Köktendinci, sosyal demokrat, siyasal İslam, laik Müslüman, modern Müslüman vb. gibi adlandırma nitelemelerle bizi tanıtanlara teslim olmayı severiz.

Kadınlarımız da onların modacılarının 'tesettür' adı altında üretip kendilerini 'metaya' çeviren giysileri de pek severler.

İfade etmek istediğimiz odur ki, kendimize elbise biçemiyor, yemek pişiremiyor ve hatta adımızı koyamıyoruz, savrulup gidiyoruz.

Bu nedenledir ki, İslam coğrafyasındaki yapılanmalar Karadenizli Temel gibi bir türlü 'TİKİNE' duramıyor.

İslam coğrafyasındaki hareketler bilerek ya da bilmeyerek İslam dinini Asr-i Saadet'ten günümüze taşıyamamışlardır.

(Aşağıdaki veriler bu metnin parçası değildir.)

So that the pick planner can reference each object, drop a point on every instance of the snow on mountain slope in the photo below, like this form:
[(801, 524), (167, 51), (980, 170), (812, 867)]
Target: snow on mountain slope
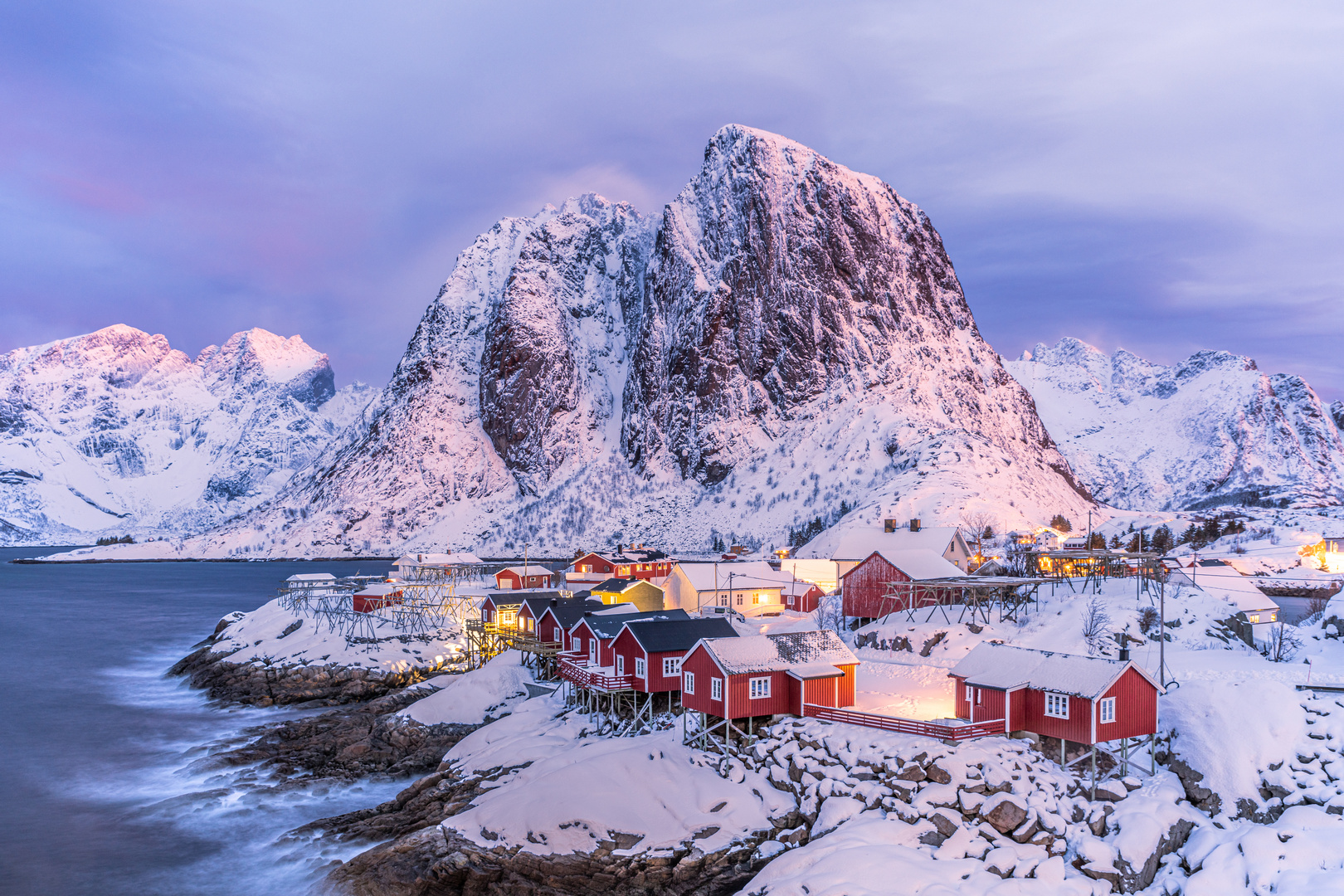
[(116, 431), (788, 336), (1207, 431)]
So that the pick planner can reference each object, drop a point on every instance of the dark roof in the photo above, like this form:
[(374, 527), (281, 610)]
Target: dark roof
[(609, 626), (569, 611), (656, 635), (615, 585)]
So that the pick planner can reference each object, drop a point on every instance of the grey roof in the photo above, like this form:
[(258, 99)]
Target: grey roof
[(609, 626), (657, 635), (566, 611), (1006, 666), (778, 652)]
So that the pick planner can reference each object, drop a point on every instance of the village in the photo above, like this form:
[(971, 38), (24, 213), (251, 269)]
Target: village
[(728, 645)]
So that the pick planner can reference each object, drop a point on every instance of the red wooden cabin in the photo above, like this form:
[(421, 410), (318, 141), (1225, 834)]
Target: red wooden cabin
[(594, 633), (864, 587), (375, 597), (767, 674), (528, 577), (652, 649), (1086, 700)]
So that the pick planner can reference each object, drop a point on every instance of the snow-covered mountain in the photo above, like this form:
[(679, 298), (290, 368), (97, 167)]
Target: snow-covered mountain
[(788, 336), (1210, 430), (119, 433)]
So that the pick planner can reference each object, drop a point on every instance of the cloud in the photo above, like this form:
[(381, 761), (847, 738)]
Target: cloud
[(1157, 176)]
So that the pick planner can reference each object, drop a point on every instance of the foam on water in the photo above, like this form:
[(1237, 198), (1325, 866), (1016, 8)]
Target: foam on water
[(105, 789)]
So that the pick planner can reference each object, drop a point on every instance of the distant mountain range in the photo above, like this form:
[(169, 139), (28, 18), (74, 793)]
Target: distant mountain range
[(786, 344)]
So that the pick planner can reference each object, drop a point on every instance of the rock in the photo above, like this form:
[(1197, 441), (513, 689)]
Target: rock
[(1003, 811)]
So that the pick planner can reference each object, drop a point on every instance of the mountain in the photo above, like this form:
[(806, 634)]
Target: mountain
[(1210, 430), (116, 433), (786, 342)]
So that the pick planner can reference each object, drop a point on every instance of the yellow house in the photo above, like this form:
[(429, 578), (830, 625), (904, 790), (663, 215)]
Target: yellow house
[(643, 594)]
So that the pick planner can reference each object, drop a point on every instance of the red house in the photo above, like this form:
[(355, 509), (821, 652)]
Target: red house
[(594, 633), (652, 649), (1086, 700), (767, 674), (375, 597), (528, 577), (597, 567), (866, 586)]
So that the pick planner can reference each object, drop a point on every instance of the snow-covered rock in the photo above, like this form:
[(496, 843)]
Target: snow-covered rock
[(1207, 431), (119, 433), (786, 338)]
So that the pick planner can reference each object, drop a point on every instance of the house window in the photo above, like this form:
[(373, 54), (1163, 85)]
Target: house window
[(1057, 705)]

Gerek siyasal ve gerekse salt İslam cemaati olarak taşıyamamışlardır.

Söz konusu yapılanma aktarılırken Müslümanların 1400 yıllık siyasal, sosyal, ekonomik ve kültürel evrimi hesaplanamamıştır. Başkalarının adlandırmalarıyla oluşan adlandırmalara ve kalıplara oturtulduk. Her şeyi başkalarının yansıması niteliğindeki alfabeleri ve gözleriyle okuduk.

Bu konuda hiç akıllanmadık.

İslam hukuku kitaplarında İslam Anayasa Hukuku kaynaklarını Kitap, Sünnet ve Sahabe uygulamaları ile Asr-i Saadet'ten günümüze kadar gelip geçmiş İslam alimlerinin içtihatları olarak yazarız da uygulamada yani İslami siyasal, sosyal, ekonomik ve kültürel bir toplum inşası için sadece Asr-i Sadet'i baz alır, diğerlerini hesaba katmayız.

Asr-i Saadet'te var olan kaynaklardan da sadece Kur'an-ı Kerim'i alırız.

1400 yıllık birikim ve deneyimi bir kenara iterek eksik kaynaklarla İslamı anlamaya ve anlatmaya çalışmak kasıtlı bir düşmanlık ya da tağyir (değiştirme) projesi değilse, nedir?

Müslüman halkın oylarıyla iktidara getirdiklerimizi bile onların adlandırmalarıyla adlandırıyor ve yine onların kriterleriyle değerlendiriyoruz.

Bunun adını biz koyup kendi değer ve kavramlarımızla adlandırıp eleştiremeyiz mi?

Evet, biz kimleriz?

Biz, 'BİZ' olamayacak mıyız?

Peygamberimiz(sav))'i hep Ebu Cehil'in gördüğü gibi görmeye mahkum muyuz?

Ebu Bekir'in(ra) gördüğü gibi görüp tanıyamayacak mıyız?